The extent to which the population was undercounted is estimated from the results of this survey using established statistical techniques. The final population estimates are then adjusted by these estimates of the undercount. Thus, according to Stats SA, the population actually counted, 44.3 million (42.51 million in-scope, plus 1.79 million out-of-scope according to the PES report), represented only 85.3% of the estimated total population of 51.8 million.
However, because this estimate is derived from a small sample there is some statistical uncertainty about the estimate of the extent of the undercount, and hence about the actual number of people in the country on census night. Thus, according to Table 14 of the published report on the PES we can be reasonably sure (i.e. there is a 95% probability) that the true number of people at the time of the census was somewhere between 49.8 and 53.7 million people.
This uncertainty extends to the estimates of any subgroup of the population. Details of the uncertainty in the estimate of the undercount and of the uncertainty in the estimate of population numbers are only published for the provinces (although the uncertainty ranges of the estimates of the undercount alone are published for urban/rural, population groups, age groups and sex).
Now, logically, one would expect that the provinces for which the relative uncertainty around the estimate of the undercount was greatest would also be those where the relative uncertainty around the estimate of the number of persons was the greatest (since the uncertainty arises only from the uncertainty in the estimate of the undercount).
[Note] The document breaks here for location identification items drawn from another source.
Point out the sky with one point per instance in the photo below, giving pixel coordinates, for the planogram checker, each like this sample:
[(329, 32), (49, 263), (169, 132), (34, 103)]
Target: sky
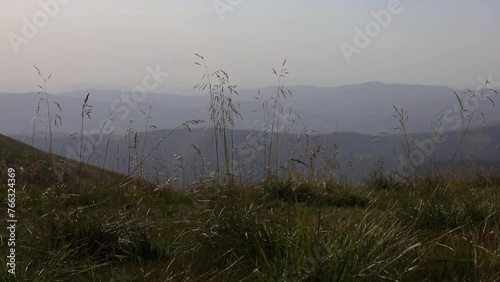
[(109, 44)]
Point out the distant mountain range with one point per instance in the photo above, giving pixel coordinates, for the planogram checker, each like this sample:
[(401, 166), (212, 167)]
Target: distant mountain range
[(363, 108), (352, 156)]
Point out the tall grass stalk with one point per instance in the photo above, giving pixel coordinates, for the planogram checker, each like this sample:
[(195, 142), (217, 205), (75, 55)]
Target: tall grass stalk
[(56, 118)]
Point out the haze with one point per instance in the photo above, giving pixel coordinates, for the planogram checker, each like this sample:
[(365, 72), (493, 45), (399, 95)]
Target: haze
[(109, 43)]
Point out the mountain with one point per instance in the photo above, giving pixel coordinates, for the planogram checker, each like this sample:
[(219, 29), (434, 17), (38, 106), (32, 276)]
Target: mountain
[(349, 155), (364, 108)]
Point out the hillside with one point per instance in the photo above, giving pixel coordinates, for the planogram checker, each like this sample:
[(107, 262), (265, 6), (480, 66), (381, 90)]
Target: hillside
[(35, 167), (350, 151)]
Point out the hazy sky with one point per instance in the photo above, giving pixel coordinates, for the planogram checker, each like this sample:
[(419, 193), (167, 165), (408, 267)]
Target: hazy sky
[(447, 42)]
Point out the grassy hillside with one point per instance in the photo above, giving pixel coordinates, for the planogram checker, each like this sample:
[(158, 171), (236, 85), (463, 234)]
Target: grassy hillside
[(38, 168), (429, 229)]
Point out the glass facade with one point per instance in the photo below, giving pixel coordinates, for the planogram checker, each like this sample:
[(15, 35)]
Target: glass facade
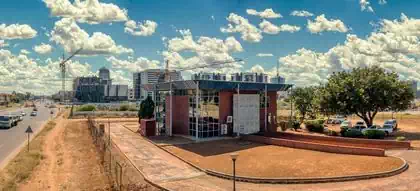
[(207, 113)]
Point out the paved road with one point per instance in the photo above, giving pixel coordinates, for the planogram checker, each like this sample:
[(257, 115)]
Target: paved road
[(11, 139)]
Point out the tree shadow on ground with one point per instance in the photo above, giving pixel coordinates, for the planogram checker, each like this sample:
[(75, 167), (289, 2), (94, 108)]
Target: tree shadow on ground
[(210, 148)]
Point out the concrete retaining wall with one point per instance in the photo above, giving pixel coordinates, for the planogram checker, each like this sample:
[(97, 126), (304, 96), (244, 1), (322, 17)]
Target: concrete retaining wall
[(356, 142), (315, 146)]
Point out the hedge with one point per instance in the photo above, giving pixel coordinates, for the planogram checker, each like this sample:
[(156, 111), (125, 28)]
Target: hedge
[(315, 125), (374, 134), (353, 133)]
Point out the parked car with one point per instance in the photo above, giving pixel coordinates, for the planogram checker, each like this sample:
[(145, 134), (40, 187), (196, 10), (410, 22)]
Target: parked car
[(360, 125), (392, 122), (6, 122), (371, 128), (33, 113), (345, 124)]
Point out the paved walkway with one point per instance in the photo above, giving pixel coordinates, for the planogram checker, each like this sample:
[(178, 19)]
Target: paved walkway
[(173, 174)]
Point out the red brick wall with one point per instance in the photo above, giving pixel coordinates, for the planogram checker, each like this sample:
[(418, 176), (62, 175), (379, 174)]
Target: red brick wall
[(315, 146), (180, 115), (356, 142), (226, 107)]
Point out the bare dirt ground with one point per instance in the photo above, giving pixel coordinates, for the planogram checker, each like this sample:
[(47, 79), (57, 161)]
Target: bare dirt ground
[(274, 161), (70, 161)]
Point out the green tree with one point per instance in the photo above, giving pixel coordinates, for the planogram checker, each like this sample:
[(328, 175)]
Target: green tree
[(365, 92), (147, 108), (304, 99)]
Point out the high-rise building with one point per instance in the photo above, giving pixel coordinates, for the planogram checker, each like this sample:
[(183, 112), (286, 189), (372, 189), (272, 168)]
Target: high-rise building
[(278, 80), (208, 76), (150, 76), (99, 89)]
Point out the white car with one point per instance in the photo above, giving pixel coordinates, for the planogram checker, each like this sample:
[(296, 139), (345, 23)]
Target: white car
[(392, 122), (360, 125), (345, 124), (6, 122)]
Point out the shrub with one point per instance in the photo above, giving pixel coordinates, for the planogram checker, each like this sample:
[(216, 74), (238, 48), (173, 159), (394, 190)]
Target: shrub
[(87, 108), (343, 130), (123, 108), (315, 125), (353, 133), (147, 108), (374, 134), (332, 133)]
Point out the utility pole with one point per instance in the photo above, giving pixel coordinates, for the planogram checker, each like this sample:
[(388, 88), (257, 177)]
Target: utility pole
[(63, 72)]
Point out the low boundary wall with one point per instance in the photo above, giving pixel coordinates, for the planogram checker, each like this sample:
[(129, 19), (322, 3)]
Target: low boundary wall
[(315, 146), (356, 142)]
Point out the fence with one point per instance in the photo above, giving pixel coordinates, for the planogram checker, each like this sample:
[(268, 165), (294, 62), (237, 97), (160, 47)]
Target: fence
[(122, 174)]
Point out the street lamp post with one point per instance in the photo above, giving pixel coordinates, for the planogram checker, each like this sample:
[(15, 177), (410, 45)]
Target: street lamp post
[(234, 156)]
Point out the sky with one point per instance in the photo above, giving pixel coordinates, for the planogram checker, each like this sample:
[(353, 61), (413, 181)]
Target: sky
[(306, 39)]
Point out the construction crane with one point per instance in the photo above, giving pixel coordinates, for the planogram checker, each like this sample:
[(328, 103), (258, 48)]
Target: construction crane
[(63, 72)]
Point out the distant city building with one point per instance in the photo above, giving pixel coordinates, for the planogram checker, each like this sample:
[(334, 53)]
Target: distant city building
[(99, 89), (131, 94), (250, 77), (209, 76), (105, 77), (150, 76), (5, 99), (68, 95), (278, 80)]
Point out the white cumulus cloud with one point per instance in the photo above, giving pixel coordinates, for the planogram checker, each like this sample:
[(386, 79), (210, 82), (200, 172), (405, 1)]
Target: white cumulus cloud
[(3, 44), (264, 55), (382, 2), (43, 48), (238, 24), (365, 6), (69, 35), (24, 51), (139, 64), (87, 11), (301, 13), (206, 51), (16, 31), (140, 29), (395, 46), (266, 14), (321, 24), (269, 28)]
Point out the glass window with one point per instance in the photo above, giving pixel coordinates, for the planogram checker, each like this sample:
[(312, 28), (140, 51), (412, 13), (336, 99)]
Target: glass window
[(207, 113)]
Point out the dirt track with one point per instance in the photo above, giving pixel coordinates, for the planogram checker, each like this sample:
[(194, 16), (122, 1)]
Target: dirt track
[(70, 161)]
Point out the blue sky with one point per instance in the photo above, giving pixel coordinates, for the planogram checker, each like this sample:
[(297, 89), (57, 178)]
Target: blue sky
[(197, 16)]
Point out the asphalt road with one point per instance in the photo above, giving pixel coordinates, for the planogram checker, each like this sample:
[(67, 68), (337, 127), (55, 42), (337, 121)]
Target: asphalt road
[(11, 139)]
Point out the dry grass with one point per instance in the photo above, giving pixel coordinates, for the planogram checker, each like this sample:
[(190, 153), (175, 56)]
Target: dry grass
[(21, 167), (259, 160)]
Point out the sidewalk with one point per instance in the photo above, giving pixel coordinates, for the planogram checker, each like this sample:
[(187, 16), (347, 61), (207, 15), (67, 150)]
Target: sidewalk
[(173, 174), (156, 164)]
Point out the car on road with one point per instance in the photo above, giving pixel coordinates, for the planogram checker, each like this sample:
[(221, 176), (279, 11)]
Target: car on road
[(392, 122), (360, 125), (6, 122), (386, 129), (34, 113), (345, 124)]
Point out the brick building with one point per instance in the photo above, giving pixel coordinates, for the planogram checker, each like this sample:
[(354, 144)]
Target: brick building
[(208, 108)]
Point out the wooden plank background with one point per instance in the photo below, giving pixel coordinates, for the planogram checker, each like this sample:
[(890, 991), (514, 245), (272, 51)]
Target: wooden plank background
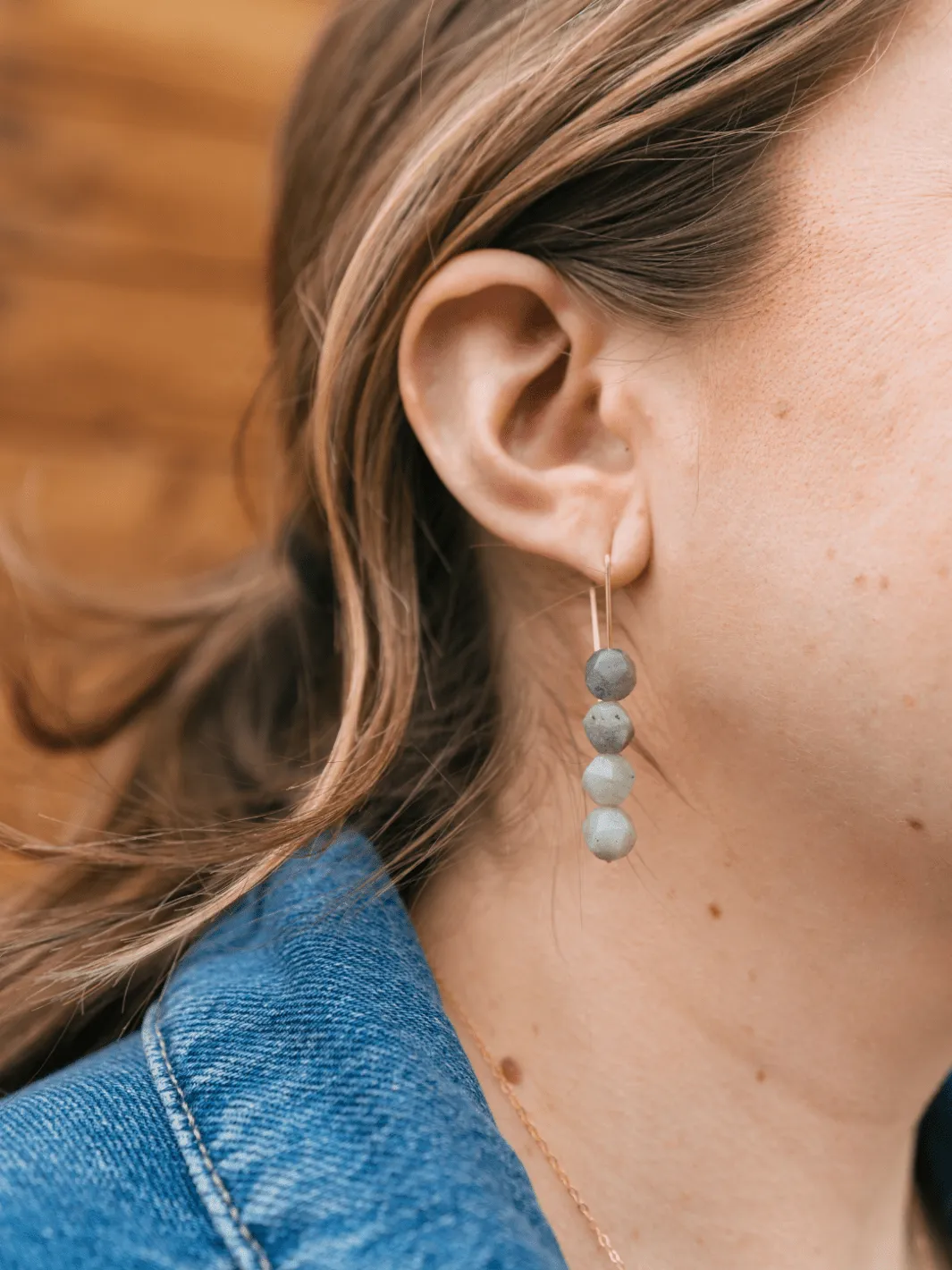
[(135, 187)]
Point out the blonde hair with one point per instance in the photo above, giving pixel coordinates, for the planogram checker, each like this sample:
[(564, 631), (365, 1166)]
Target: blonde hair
[(345, 673)]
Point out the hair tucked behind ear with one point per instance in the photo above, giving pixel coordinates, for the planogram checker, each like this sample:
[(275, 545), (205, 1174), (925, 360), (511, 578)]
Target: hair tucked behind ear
[(345, 672)]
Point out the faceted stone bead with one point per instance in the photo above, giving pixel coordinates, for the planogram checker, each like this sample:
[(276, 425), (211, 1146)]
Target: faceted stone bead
[(608, 832), (608, 780), (608, 728), (610, 674)]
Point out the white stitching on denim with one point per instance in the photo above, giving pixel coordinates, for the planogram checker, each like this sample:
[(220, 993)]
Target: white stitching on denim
[(265, 1264)]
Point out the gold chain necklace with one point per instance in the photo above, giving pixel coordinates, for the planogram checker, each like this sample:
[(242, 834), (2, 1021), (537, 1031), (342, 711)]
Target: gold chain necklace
[(551, 1160), (923, 1240)]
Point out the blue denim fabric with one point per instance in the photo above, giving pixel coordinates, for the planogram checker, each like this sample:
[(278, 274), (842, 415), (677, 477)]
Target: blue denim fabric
[(297, 1100)]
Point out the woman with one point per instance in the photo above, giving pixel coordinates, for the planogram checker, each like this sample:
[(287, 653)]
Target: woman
[(625, 324)]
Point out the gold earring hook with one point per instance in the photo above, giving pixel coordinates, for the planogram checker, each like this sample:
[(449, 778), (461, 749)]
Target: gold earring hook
[(593, 604)]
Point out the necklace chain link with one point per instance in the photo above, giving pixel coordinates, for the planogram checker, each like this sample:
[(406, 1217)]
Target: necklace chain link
[(528, 1124), (923, 1241)]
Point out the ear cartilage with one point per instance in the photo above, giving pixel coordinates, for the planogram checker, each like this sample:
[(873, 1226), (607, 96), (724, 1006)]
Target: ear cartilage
[(610, 676)]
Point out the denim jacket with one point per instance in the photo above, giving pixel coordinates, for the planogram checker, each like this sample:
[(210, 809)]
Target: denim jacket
[(296, 1100)]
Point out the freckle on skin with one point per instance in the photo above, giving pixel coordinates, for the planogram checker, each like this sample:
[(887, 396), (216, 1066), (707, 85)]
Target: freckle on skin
[(510, 1070)]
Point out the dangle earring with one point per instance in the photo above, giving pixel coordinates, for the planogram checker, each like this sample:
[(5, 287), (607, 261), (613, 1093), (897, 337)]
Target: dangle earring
[(610, 676)]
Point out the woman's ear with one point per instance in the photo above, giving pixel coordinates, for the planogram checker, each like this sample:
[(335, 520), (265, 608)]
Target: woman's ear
[(504, 381)]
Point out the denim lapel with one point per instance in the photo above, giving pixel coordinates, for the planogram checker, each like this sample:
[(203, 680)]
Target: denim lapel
[(320, 1096)]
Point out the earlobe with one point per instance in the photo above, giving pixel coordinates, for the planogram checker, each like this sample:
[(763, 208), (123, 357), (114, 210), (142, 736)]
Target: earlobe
[(503, 384)]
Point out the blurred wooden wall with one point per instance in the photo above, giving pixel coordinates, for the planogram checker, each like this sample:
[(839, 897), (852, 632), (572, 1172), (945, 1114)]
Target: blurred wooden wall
[(135, 153)]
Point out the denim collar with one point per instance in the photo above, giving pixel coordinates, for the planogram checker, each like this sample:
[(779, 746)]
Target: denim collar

And indeed, as can be seen from the left hand graph in the figure below, this was the case with the 2001 census, where the correlation between the two measures of uncertainty for the provinces is 99%.
However, in 2011 (shown on the right hand side) there is no such relationship (the correlation is barely 33%), which suggests that the published data cannot be correct. (Here relative uncertainty is measured by what is known as the ‘coefficient of variation', i.e. the standard deviation divided by the mean. The derivation of these measures is set out in the Annexure.)
Further, an inspection of the scales of the axes also suggests there are problems with the published estimates of uncertainty. In 2001 the relative uncertainty around the population estimates at a provincial level were all less than 2.5% while that around the estimates of undercount were around 5 times bigger. (This is to be expected since the relative uncertainty around the estimate of undercount is measured relative to the undercount, while that around the estimate of the population is effectively measured relative to the count of the population. If the undercount in 2001 was 1 in 6 then the count (i.e. 5 in 6) is five times the size of the undercount.)
However, in 2011 not only are the scales of the axes very different from those in 2001 but there is now apparently more uncertainty relative to the count of the population than there is relative to the undercount of the population. This does not make sense: relative to 2001, the uncertainty around the size of the undercount in 2011 is some 3 times smaller than it was in 2001, yet the uncertainty around the size of the population is more than 4 times greater. Given that the size of the PES in both censuses is roughly similar (although the sampling fraction in 2001 would have been slightly larger given the smaller total number of enumeration areas in the earlier census), we would have expected roughly equivalent orders of magnitude of the uncertainty.
These anomalies are particularly stark when considering the Western Cape, Gauteng and KwaZulu-Natal. These provinces have the lowest relative uncertainty in the estimate of the population and yet a wide range of relative uncertainty about the undercount. And in the case of some of the other provinces the uncertainty is very high. For example, in the case of the Northern Cape this uncertainty extends to plus or minus 14% around the estimated population. Such a wide range of uncertainty in the population nationally and provincially should raise concerns about the reliability of these numbers to be used in determining, for example, the Equitable Share.
Another result of this is that whereas the 95% confidence interval around the estimate of the population in 2001, with a greater undercount than 2011, was plus or minus 392,000, in 2011 the uncertainty is apparently plus or minus 2 million!
Data released on households
We also raised several concerns about the data on households in the census. These include:
First, we investigated the uncertainty around the number of households and the uncertainty around the undercount of households, similar to the investigation described above for individuals. While the estimates of uncertainty for the households are less obviously problematic in terms of the correlation between the relative uncertainty in the estimate of undercount and that of the estimate of the number of households, there is still a problem of scale, the relative uncertainty around the estimate of the undercount of households in 2011 being less than 1/7th of that in 2001.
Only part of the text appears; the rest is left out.